The title has a double meaning one is that its recommendations, if implemented right, will change banking for the good of everyone; the other is that it will change banking forever.
This report is important for many reasons. First, it was commissioned by both houses of the UK parliament, with membership from different political parties, and included the Archbishop of Canterbury, the head of the Church of England. Second, it addressed the UK banking professional standards and culture, ostensibly after the LIBOR rate-setting scandal, and their implications for corporate governance, regulations and government policy. Third, it complemented the Independent Commission on Banking (Vickers Report) published in September 2011 to address structural reforms in the UK banking industry.
The Vicker Report basically looked at ways of protecting retail depositors from bank failure and imposing too much burden on the tax payer. It recommended that the retail business of banking be ring-fenced through structural reform, rather than a total separation of the retail/investment banking business of large banks. Retail banking would be put under a separate legal subsidiary, and these would be required to maintain higher capital requirements higher than Basel III, the global standards.

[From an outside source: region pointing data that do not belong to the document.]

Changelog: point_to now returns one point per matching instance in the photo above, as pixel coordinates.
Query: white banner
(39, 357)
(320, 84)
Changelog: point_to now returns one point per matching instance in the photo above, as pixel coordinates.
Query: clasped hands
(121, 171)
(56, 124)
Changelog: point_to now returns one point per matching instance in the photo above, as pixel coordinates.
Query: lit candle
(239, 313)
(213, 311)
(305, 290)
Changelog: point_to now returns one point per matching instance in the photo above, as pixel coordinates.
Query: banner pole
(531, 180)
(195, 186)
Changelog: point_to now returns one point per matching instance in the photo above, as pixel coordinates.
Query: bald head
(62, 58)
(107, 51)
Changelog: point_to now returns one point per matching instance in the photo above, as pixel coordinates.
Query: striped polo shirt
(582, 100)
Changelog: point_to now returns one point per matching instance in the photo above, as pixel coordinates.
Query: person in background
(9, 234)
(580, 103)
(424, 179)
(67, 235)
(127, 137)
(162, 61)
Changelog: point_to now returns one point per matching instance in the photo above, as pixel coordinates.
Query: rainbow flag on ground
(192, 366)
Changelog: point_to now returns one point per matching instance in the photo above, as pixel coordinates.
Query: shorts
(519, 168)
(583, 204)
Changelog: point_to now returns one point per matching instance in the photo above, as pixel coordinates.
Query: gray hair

In addition, all UK-headquartered banks and all ring-fenced banks should maintain a leverage ratio of Tier 1 capital to consolidated total assets of at least 3% (a 33 times overall leverage ratio).
The UK Government accepted most of the recommendations of the Vickers Commission, especially the principles of ring fencing and depositor preference. Large retail banks will have to hold equity capital of 10% and a loss absorbing capacity of 17% for large banks.It also accepted the principle of improved competition through easier switching of bank accounts.
This new report is about 600 pages in length, with 73 pages alone for its summary conclusions and recommendations. The key recommendations are around five themes making individual responsibility in banking a reality, especially at senior levels; reforming bank governance; empowering consumers; reinforcing the responsibilities of regulators and specifying the responsibilities of the government and parliament.
The report felt that the current system of sanctions against individuals is failing, since “there was little realistic prospect of effective enforcement action, even in many of the most flagrant cases of failure.” A new Senior Persons Regime will assign clear and unambiguous responsibilities to specific individuals, together with a new licensing regime. These persons would be judged against a single set of Banking Standards Rules, the breach of which would be subject to enforcement.
In order to align incentives better for long-term strategic value creation, the report suggested that a higher proportionof bank remuneration to be deferred to as long as 10 years, with such deferred pay being subject to cancellation in the event of individual misconduct or business downturn.